Will the launch of the first SUV model continue to boost Xiaomi's Autos Business in the future?
On December 13, Deutsche Bank Analysts Bin Wang, Laura Li, and Edison Yu released a research report stating that new products, market segments, stores, and production capacity will bring exponential growth to Xiaomi's Autos business and are expected to enter two larger segments of pure electric and hybrid SUVs in the next two years.
The report gives Xiaomi a "Buy" rating for the first time and raises its Target Price to 43 Hong Kong dollars.
Deutsche Bank expects Xiaomi's total Net income to grow at a compound annual growth rate of 40%, increasing from 20 billion yuan in 2024 to 54.7 billion yuan in 2027, with total revenue reaching 917 billion yuan at a compound annual growth rate of 17% by 2027.
Xiaomi's electric vehicle will become the largest Business segment, with the SUV market size exceeding that of sedans.
In terms of new products and market segments, Xiaomi previously stated it plans to launch the "YU7" pure electric SUV by mid-2025. The report estimates that by 2027, the annual sales of this SUV will reach 0.4 million units.
The report also indicated that Xiaomi will continue to launch new models in the coming years, forecasting the introduction of a full-size/large SUV in 2026, followed by two large plug-in hybrid SUVs in 2027. The market size for electric SUVs is expected to surpass that of electric sedans, with annual sales reaching 0.35 million units, which is 40% higher than the expected annual sales of 0.25 million units for Xiaomi's SU7.
The report further states that the brand recognition, large customer base, and excellent online marketing capabilities established by Xiaomi in its core business—Consumer Electronics—provide an advantage for the company to enter the auto market.
Regarding stores, the report predicts that as Xiaomi actively expands its offline distribution channels, the number of stores will increase from 60 in the first quarter of this year to 200 in the fourth quarter.
In terms of production capacity, the report forecasts that the capacity of the Peking factory will rise from 15,500 vehicles in September 2024 to 24,400 vehicles in November, indicating an annualized capacity of 0.29 million vehicles.
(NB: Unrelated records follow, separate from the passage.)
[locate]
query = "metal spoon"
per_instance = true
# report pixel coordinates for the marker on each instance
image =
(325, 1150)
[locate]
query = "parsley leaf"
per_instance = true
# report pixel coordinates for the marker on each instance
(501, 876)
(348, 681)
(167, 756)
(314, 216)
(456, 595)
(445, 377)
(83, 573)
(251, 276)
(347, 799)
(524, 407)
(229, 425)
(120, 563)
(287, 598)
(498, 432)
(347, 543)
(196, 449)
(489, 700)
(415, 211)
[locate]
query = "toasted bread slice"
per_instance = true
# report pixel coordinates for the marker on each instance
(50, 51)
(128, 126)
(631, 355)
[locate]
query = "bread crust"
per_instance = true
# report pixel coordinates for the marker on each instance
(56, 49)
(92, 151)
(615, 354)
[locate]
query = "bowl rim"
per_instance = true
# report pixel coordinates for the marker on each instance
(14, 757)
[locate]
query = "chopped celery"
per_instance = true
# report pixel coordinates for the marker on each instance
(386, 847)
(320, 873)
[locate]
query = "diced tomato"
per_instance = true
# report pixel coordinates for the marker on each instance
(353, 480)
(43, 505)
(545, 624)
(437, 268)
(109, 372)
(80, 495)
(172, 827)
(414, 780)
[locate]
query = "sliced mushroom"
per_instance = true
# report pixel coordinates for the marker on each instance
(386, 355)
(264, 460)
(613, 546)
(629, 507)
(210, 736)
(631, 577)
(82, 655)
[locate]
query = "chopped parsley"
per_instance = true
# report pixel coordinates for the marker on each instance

The newly established second factory in Peking is expected to begin production by mid-2025, with total capacity jumping from 0.3 million vehicles in 2025 to 1 million vehicles by 2027.
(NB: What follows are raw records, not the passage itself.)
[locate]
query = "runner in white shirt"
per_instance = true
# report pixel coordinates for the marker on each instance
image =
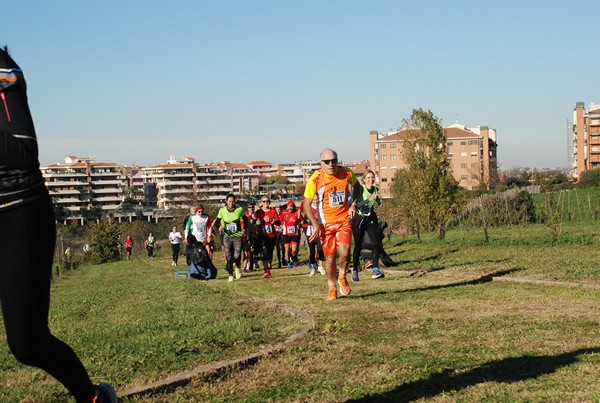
(175, 238)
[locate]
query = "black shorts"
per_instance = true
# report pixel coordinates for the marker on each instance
(268, 244)
(291, 239)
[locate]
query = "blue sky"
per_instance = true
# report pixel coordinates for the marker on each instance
(137, 81)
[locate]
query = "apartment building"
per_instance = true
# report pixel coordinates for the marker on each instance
(182, 183)
(83, 183)
(586, 138)
(471, 151)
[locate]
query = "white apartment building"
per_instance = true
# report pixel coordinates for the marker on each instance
(84, 183)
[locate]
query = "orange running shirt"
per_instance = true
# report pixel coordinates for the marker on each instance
(333, 192)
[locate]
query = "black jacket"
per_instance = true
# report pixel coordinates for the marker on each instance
(19, 165)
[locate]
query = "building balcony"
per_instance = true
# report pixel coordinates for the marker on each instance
(66, 192)
(175, 183)
(107, 182)
(178, 190)
(106, 173)
(66, 183)
(50, 174)
(104, 199)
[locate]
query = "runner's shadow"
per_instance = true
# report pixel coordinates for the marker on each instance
(424, 259)
(480, 280)
(508, 370)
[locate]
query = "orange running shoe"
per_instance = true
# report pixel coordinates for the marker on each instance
(332, 294)
(344, 286)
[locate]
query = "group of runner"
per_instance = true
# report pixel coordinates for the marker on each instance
(331, 201)
(336, 207)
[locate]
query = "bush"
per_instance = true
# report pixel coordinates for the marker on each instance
(105, 241)
(511, 207)
(589, 179)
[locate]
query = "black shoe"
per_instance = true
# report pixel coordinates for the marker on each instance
(105, 393)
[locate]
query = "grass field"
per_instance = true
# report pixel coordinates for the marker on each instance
(435, 329)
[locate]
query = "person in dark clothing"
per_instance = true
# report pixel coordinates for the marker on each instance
(28, 236)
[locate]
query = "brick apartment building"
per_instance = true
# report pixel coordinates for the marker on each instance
(471, 151)
(85, 183)
(586, 138)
However, due to initially low sales and high R&D costs, Deutsche Bank expects Xiaomi's electric vehicle business to incur losses in 2024, but achieve its first profit in 2026. It is anticipated that with improvements in product structure and the introduction of high stock price products, there will be continued growth in average selling prices (ASP) and profitability between 2024 and 2027.
It is expected that by 2027, the gross margin of Xiaomi's Automotive business will reach 25%, contributing 45.5% and 42% to total gross profit and pre-tax profit respectively, with sales reaching 1 million units, becoming the largest business segment of the group.